Austin FC are supposed to play their first MLS match in early April but the first home fixture won’t come until June. This is due to the new stadium still being under construction, even if in the final phase. The ground should be completed in April but testing, staff recruitment and training have to take some time. And though they’re yet to debut officially, they’re already regarded as one of the strongest teams at least financially.
How did they achieve this? No it, wasn’t some Sportsbet gambling frenzy, the club’s early success was built over the years, just as its structures were. The first great decision was relocation of Anthony Precourt’s franchise license from Columbus to Austin. The Texas metropolis was the largest market without any professional sports team. It’s also a vibrant, rapidly growing city with diverse and young population – all important factors when deciding where to establish a football club.
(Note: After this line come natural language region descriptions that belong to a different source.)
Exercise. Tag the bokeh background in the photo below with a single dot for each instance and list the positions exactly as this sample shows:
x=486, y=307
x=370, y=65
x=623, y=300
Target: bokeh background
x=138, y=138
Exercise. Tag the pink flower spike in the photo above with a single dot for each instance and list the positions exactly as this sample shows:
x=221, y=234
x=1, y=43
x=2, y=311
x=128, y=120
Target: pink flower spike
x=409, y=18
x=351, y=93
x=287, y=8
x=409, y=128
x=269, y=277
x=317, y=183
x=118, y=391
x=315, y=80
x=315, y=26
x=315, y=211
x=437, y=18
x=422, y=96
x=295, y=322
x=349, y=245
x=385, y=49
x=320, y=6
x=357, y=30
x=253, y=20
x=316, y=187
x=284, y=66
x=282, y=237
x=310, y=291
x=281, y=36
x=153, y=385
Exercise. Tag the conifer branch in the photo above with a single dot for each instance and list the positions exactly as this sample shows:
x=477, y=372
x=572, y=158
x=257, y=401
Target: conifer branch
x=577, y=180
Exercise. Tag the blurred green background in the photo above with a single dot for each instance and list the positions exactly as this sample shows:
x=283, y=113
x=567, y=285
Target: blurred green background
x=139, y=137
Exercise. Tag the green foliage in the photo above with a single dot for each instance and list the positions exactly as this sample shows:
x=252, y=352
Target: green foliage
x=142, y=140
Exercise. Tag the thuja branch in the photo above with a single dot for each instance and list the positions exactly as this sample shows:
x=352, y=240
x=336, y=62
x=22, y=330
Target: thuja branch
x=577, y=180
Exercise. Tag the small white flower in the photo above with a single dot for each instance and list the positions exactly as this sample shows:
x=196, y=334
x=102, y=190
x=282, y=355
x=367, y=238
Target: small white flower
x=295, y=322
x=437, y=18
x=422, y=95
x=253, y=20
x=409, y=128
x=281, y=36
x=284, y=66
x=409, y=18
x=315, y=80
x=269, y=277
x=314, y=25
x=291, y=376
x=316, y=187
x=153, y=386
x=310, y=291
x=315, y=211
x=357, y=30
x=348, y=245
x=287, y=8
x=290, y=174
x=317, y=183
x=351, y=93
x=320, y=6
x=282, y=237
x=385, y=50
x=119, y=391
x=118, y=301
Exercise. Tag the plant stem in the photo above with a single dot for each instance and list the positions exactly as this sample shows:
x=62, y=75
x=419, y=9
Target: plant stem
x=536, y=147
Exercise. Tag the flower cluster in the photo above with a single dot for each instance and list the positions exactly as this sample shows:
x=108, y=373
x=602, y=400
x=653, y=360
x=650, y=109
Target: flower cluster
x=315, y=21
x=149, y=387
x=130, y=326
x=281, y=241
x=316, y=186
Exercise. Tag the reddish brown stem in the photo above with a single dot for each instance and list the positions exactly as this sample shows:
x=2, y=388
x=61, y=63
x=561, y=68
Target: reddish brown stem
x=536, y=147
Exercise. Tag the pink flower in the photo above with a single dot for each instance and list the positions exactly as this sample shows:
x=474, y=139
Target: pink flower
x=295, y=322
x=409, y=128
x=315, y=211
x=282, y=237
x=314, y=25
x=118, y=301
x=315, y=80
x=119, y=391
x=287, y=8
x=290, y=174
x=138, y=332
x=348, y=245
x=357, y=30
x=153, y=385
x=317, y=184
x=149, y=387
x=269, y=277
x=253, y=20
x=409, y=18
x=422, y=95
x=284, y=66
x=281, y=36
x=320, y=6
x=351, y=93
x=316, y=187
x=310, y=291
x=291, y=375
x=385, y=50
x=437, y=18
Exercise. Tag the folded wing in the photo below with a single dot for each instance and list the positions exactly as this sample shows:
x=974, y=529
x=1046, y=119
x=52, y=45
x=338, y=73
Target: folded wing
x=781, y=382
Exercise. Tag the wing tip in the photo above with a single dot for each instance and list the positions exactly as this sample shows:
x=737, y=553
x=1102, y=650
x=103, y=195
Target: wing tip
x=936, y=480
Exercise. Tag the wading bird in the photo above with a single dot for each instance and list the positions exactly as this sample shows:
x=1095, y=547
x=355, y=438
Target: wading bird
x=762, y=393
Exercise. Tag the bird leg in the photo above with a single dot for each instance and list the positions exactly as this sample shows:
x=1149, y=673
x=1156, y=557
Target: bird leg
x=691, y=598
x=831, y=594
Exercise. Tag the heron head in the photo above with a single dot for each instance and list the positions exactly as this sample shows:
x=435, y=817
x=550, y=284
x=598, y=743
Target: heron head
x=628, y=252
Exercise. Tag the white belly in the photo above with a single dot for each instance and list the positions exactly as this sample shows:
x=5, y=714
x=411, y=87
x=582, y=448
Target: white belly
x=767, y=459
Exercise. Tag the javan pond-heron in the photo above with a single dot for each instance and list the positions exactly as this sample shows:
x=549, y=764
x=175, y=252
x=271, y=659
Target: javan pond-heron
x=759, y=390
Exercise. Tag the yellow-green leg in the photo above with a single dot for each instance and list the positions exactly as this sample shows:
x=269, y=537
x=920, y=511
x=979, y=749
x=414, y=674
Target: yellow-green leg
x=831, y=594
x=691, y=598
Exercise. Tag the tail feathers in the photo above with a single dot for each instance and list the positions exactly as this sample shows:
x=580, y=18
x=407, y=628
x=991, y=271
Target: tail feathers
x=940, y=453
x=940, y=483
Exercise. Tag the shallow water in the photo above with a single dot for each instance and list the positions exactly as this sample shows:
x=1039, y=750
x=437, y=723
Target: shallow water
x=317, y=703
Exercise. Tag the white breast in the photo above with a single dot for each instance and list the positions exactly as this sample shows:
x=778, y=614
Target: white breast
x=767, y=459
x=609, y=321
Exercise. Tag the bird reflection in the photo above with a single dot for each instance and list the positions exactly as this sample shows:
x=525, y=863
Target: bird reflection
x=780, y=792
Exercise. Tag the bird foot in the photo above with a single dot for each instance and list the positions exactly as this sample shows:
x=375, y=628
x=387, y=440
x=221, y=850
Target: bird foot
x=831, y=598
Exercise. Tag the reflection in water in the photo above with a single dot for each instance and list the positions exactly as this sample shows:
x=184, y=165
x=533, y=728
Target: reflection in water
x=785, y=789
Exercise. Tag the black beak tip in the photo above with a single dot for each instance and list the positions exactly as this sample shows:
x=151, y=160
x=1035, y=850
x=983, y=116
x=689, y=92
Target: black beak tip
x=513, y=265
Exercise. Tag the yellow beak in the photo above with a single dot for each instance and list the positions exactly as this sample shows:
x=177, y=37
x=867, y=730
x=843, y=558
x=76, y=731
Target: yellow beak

Then came the stadium at McKalla Place. Compact in terms of capacity, at just over 20,000, with a great design by Gensler, the building was created to be full at every game. And, if anything, it’s not ambitious enough. Austin FC managed to sell out all season tickets for the 2021 season back in August of last year, which means that even if no game is played with packed stands for COVID-19 related reasons, 75% of the 20,000+ seats will be sold. There’s already a waiting list and as many as 44,000 people actually paid deposits to get their seat.
Their shirt sponsorship was snapped up by YETI even before the pandemic began for good, back in February 2020. As of today only a few minor sponsorship deals are to be finalised. The most important one came this week, when the naming rights for their stadium went to Q2 Holdings, a financial solutions provider.
The multi-year deal’s value wasn’t revealed but Matt Flake, Q2 president and CEO, hinted at the annual fee. In his words, the deal is worth under 1% of the company’s annual revenue. And since revenue for 2019 stands at over $300 million, we’re likely talking about $3 million annually. Overall, that’s in the lower regions of MLS’ average of $3-4m, however the entire deal was negotiated after COVID-19 broke out, which makes it rather good.